Boolean Manipulation

Question

this code

#include <iostream> using namespace std; int main(){ bool t=false; cout<<t &&(!t)<<endl; return 0; }

shows me such an error

invalid operands of type "bool" and "" for binary 'Operator <<'

What's wrong? I can’t understand this, explain to me. I think && and ! defined in C ++.

So what's wrong?

+4

dato datuashvili Sep 19 '11 at 12:59

5 answers

Add parentheses to get operator precedence:

 cout << (t && !t) << endl;

Equivalent:

 cout << false << endl;

+6

Kerrek SB Sep 19 '11 at 13:01

&& has a lower priority than << , so the operator evaluates to (cout << t) && (!t << endl);

+3

visitor Sep 19 '11 at 13:03

You need more brackets:

 cout << (t && !t) << endl;

+2

The problem is with operator precedence, since && has a lower priority than << .
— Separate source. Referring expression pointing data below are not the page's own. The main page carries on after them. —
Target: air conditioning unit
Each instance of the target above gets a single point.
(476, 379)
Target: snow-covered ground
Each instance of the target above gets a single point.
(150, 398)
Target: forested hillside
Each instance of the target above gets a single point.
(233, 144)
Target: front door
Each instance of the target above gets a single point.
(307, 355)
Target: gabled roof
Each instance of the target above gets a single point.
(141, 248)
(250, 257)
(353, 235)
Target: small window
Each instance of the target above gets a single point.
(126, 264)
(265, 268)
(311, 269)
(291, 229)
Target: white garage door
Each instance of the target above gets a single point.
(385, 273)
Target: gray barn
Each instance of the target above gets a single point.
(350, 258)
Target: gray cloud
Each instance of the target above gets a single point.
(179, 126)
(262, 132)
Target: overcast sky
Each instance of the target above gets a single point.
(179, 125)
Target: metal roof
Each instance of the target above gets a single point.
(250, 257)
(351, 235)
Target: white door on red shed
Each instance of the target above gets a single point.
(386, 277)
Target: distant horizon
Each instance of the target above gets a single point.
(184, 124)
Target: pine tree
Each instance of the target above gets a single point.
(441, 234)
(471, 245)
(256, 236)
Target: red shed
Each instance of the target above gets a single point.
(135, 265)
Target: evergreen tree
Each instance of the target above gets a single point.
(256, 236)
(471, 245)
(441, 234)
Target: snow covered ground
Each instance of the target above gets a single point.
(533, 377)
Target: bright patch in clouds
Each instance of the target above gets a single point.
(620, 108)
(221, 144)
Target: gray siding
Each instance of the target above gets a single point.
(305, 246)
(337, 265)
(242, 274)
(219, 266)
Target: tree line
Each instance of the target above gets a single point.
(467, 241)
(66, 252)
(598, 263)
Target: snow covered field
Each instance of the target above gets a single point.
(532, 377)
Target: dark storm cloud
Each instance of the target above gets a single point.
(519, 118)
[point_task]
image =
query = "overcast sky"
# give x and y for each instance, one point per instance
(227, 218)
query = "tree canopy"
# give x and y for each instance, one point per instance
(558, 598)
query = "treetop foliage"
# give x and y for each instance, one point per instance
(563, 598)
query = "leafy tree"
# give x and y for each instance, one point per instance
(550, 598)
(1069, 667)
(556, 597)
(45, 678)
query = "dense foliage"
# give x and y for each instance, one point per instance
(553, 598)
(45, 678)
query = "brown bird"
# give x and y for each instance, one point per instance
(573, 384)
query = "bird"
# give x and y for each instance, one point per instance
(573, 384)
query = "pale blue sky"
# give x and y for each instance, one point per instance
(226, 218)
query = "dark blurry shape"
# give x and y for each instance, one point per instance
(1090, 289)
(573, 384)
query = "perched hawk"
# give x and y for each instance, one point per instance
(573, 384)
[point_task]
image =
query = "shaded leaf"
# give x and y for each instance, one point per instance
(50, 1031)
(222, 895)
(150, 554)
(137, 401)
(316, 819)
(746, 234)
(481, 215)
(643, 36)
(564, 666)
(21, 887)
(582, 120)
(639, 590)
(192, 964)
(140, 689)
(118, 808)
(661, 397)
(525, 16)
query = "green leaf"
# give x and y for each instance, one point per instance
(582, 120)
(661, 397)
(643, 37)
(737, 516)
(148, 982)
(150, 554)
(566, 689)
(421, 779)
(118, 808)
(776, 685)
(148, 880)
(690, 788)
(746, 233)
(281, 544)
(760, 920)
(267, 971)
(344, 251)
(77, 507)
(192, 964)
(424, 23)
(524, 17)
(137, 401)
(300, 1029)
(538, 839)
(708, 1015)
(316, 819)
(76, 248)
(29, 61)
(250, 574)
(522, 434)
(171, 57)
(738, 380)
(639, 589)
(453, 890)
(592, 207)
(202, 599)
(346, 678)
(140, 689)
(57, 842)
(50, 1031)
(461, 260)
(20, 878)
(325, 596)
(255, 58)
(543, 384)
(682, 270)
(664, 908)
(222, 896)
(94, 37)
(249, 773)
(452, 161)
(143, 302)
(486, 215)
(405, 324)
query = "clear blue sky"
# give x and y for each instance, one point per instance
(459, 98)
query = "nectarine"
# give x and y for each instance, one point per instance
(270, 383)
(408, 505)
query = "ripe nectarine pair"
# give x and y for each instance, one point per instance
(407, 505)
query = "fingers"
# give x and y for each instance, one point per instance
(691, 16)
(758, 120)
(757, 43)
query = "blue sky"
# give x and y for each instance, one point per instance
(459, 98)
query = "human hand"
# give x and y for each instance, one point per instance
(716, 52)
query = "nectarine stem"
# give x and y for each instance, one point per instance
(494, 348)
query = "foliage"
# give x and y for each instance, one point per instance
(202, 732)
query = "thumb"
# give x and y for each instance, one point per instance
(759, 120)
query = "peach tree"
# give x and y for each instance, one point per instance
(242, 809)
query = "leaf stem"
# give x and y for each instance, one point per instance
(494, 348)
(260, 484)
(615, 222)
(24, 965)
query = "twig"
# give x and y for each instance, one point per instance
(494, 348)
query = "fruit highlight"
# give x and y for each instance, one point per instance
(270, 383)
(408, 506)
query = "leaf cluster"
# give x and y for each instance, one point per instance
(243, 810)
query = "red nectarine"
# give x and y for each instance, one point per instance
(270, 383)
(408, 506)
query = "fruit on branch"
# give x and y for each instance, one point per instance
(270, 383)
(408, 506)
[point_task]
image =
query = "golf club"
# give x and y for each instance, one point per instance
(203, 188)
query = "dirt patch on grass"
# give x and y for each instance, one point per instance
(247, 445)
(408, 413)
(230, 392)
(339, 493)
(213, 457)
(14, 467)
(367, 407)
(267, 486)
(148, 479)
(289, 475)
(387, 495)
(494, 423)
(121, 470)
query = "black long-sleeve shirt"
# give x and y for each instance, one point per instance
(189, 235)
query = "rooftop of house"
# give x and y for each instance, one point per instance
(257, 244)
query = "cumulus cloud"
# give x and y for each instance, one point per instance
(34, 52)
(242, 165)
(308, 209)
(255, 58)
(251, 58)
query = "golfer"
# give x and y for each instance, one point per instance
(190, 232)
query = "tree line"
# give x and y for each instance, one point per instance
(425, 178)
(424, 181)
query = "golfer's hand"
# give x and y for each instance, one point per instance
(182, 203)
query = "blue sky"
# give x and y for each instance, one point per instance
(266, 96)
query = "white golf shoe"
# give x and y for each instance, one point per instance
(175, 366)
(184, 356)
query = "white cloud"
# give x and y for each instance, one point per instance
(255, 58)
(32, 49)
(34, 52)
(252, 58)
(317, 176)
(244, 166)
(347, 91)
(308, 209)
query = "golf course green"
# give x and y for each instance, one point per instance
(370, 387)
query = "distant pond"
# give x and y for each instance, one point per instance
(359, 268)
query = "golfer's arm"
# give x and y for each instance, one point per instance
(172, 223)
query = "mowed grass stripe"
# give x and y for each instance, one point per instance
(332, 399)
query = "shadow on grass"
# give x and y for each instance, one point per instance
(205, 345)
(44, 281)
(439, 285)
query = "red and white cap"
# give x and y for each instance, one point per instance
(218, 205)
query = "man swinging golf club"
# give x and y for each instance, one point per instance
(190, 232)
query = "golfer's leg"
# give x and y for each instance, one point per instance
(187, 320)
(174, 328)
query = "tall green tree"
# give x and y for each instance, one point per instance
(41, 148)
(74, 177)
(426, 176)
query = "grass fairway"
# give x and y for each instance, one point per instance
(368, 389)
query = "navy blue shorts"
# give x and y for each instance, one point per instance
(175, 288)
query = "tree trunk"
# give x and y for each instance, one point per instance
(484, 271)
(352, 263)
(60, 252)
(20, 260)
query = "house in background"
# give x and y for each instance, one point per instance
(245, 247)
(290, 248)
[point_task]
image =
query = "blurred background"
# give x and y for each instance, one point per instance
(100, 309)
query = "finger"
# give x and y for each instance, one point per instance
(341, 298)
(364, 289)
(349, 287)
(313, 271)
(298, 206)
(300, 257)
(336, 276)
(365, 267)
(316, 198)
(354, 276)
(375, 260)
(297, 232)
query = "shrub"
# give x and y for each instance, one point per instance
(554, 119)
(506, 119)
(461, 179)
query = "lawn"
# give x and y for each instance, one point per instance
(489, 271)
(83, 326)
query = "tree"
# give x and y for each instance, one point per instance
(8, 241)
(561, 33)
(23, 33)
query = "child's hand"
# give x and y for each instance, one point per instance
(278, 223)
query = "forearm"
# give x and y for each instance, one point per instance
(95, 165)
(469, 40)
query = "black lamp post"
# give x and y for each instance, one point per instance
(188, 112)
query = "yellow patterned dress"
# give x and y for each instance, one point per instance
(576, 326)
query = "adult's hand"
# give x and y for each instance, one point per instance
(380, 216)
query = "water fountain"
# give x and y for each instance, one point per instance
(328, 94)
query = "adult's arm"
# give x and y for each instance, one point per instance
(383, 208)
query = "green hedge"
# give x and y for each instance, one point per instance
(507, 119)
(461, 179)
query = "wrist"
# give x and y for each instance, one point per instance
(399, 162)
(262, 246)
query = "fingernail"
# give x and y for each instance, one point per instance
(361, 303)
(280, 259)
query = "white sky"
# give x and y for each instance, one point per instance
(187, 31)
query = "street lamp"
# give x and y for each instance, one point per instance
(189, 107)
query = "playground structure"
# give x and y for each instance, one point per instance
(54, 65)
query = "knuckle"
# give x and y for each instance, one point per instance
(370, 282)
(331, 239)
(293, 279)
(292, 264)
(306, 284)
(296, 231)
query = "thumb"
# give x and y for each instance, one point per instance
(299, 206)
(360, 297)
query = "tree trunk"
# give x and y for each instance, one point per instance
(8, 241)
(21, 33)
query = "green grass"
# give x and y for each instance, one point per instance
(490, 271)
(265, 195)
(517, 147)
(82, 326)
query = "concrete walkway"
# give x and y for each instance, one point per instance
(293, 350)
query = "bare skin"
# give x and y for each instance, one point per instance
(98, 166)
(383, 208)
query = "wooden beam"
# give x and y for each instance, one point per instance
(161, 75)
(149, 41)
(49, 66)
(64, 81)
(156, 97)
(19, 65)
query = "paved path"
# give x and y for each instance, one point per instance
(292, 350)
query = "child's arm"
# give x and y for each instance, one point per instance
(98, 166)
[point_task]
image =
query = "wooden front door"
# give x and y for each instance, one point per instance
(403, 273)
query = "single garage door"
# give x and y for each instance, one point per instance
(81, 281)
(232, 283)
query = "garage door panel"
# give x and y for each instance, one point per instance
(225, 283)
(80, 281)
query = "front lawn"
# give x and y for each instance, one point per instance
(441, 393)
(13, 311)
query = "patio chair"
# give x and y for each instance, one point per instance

 cout<<(t && (!t))<<endl; // ok!

Also, for any bool t variable, the expression t && (!t) always leads to false , and t || (!t) t || (!t) always leads to true . :)

+2

iammilind Sep 19 '11 at 13:03

mydogisbox · Accepted Answer · 2011-09-19T13:02:53+0000

"invalid operands of types bool 'and' 'to binary' <<'"

This means that the second operator << trying to execute on (! T) and 'endl'.

<< takes precedence over && , so your cout statement is executed as follows:

(cout << t ) && ( (!t) << endl );

Add brackets to fix this:

cout << (t && (!t) ) << endl ;

Look here for the order of operations when statements are not evaluated as expected.